Wie Nokia heute bekannt gegeben hat, werden sämtliche Entwicklungen, Service und Pflege der Symbian Plattform an den weltweiten Dienstleister Accenture outgescoured. Davon betroffen sind insgesamt 3000 Entwickler in allen Teilen der Welt, von Finnland bis nach China. Hinter dieser Aktion stehen wahrscheinlich arge Finanzprobleme und die sinkende Akzeptanz der Symbianplattform, die nicht mehr haltbar waren. Diese erneute Umstrukturierung hinterlässt bei uns die berechtigte Frage, was eben diese 3000 Entwickler in den letzten Jahren gemacht haben, außer Krisengespräche zu führen. Wahrscheinlich nicht sehr viel, wenn man betrachtet, wie viele erstklassige 1-Mann Projekte und Kleinstunternehmen sich derzeit in den Topcharts der Appstores mit ihren Apps und Games befinden. Oder um gleich noch Google mit auf die Schippe zu nehmen, denen das engagierteProjekt Cyanogenmod ständig aufs neue beweist, wie viel man mit sehr wenigen Personen erreichen kann, wenn genug Herzblut in die Sache fließt. Besonders traurig sieht es bei Symbian mit dem Nachschub an neuen Anwendungen, neudeutsch „Apps“ aus. So ergab eine Studie der Entwicklungsumgebung Appcelerator, das nur 13% aller Entwickler im Herbst 2010 noch für Symbian entwickelten. Heute, also im April 2011, kaum ein halbes Jahr später, sind es nur noch magere 7%. Das der sinkende Kahn nicht mehr aufgehalten werden kann scheint nun (endlich) festzustehen, viel früher hätte man es Motorola gleich tun müssen und sich mit guten Geräten auf Android Basis eine neue Existenz aufbauen sollen. Stattdessen, also statt auf mittlerweile bewährtes zu setzten, gleicht die neuste Aktion der Finnen einem Himmelfahrtskommando: Windows Phone 7 soll richten, was man bei Nokia versäumt hat. Leider ist die neue Windows Plattform aufgrund viel zu strenger Vorgaben noch immer nicht richtig in Fahrt gekommen und die Geräte liegen wie Blei in den Regalen der Händler – wer ein Hardwareschnäppchen machen möchte, der sollte beim HTC HD7 zugreifen, dessen Preis seit Marktstart vor 6 Monaten um mehr als die Hälfte gefallen ist.

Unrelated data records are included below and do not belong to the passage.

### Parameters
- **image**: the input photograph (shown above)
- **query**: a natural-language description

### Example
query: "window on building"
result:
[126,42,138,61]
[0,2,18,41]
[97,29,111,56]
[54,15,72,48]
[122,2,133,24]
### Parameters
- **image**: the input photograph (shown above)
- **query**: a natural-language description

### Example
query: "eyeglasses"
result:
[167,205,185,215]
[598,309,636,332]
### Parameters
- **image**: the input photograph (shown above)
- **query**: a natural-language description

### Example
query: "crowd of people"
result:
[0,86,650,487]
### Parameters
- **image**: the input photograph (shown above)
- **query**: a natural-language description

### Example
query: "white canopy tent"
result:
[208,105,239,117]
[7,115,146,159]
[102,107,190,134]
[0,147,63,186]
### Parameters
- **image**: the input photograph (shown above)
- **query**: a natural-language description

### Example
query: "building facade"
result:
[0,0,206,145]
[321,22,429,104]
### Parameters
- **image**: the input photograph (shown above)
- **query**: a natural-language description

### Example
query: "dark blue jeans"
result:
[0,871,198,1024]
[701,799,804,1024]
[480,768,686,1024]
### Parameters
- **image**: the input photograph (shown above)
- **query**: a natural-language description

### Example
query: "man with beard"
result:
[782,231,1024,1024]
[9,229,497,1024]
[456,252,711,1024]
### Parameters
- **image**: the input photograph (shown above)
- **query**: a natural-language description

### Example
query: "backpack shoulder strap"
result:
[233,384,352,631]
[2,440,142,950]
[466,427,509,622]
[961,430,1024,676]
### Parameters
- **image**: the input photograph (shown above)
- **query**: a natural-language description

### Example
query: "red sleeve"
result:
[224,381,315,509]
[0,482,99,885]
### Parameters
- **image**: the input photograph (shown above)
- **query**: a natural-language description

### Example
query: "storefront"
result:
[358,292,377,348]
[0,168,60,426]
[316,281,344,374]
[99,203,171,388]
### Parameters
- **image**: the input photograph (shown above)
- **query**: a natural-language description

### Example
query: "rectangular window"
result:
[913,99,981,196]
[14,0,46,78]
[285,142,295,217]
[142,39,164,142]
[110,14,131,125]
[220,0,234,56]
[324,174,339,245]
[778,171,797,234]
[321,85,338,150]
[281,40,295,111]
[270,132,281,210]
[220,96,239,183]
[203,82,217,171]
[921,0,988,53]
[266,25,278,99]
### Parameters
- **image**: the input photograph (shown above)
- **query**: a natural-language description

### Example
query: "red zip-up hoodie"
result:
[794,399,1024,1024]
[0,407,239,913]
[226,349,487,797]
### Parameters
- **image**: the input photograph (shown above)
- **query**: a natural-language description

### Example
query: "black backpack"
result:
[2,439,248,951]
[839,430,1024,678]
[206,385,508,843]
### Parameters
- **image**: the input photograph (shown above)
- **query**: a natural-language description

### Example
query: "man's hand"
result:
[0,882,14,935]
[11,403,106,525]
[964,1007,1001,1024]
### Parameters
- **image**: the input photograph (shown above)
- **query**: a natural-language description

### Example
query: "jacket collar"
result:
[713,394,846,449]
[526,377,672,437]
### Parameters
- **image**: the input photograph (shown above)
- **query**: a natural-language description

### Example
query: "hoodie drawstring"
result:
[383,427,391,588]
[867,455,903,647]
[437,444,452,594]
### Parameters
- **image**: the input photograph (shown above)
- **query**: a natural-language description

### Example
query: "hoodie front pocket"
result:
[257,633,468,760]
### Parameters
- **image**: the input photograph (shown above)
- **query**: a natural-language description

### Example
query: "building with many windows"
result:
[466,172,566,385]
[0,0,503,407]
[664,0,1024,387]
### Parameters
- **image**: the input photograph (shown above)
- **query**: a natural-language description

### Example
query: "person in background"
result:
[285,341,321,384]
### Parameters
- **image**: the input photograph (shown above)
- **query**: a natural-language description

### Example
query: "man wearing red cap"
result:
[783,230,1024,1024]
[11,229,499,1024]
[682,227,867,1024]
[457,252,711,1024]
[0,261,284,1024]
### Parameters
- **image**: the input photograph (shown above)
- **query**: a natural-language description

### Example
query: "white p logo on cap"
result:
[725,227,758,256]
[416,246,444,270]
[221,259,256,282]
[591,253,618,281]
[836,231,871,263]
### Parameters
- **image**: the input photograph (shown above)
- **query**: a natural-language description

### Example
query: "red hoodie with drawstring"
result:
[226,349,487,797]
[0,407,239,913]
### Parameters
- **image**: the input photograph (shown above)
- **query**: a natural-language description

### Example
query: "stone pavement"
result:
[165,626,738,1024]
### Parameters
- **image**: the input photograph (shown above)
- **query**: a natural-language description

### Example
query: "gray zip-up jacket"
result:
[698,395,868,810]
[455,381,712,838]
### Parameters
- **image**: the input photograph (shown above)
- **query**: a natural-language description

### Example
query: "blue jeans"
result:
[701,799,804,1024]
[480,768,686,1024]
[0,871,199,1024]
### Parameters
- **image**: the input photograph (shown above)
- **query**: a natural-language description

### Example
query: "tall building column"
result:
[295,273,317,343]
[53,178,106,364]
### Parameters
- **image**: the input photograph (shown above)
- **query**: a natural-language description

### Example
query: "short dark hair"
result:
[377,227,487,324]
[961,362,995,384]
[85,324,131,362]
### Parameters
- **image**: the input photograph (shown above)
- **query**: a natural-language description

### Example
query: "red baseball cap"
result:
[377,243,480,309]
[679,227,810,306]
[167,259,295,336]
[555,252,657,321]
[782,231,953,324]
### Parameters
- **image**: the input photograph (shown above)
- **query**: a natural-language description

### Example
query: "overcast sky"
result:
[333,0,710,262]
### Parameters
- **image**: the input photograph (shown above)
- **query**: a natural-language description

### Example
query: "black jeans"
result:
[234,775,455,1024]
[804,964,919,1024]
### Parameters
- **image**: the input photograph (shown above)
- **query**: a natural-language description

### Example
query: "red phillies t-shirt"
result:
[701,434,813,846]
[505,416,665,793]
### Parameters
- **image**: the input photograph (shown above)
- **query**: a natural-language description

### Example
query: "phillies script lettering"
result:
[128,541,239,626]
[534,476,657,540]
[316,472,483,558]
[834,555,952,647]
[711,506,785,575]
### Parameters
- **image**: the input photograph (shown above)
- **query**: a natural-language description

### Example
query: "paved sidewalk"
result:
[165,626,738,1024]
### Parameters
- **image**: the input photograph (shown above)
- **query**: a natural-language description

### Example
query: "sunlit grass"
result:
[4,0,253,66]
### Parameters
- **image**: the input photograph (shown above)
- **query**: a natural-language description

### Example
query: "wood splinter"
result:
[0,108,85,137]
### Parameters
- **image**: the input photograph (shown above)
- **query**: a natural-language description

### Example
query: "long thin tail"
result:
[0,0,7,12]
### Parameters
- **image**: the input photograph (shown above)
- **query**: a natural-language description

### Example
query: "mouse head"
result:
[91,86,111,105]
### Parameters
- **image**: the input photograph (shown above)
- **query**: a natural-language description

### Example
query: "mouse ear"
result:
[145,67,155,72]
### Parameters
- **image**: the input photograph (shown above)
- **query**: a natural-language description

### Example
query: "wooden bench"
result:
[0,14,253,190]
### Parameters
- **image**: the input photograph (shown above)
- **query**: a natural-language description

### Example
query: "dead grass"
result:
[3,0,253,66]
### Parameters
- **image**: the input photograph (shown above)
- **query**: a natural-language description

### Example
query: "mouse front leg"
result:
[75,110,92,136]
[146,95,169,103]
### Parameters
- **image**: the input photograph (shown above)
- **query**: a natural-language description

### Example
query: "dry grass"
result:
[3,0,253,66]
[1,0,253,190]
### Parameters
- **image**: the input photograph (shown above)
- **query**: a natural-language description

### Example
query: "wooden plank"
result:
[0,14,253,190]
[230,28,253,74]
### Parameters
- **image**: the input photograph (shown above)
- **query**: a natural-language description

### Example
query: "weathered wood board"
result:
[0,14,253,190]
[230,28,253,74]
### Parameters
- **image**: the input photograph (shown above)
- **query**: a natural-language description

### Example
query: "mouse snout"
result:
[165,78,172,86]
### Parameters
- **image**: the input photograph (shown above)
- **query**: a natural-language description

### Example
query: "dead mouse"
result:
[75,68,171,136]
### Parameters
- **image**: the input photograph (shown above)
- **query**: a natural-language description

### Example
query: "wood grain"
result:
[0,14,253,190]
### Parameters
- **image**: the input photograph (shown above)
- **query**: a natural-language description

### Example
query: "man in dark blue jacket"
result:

Der Abstieg Nokias bis zum heutigen Tage verfolgen wir einerseits mit großem Interessen an neuen Herstellern wie Apple, HTC oder Samsung, die sich nach und nach am Markt etablieren. Andererseits ist es traurig anzusehen, wie der größte Handy und Smartphonehersteller schrittweise zu Grunde gerichtet wird – dem grandiosen Management und der viel zu konservativen Firmenpolitik sei Dank. So hat bestimmt jeder Handynutzer schon einmal ein Nokia besessen, oder die beste App der Welt gespielt: Snake. Ohne 3D, ohne Schnick-Schnack, und am besten in Schwarz-Weiß. Hoffentlich überwindet Nokia die nunmehr 4 Jahre dauernde Krise und kann sich wieder aufrichten, um neue High End Geräte auf den Markt zu bringen und den neuen Herstellern zeigen, dass man mit Geld noch lange keine Erfahrung kaufen kann.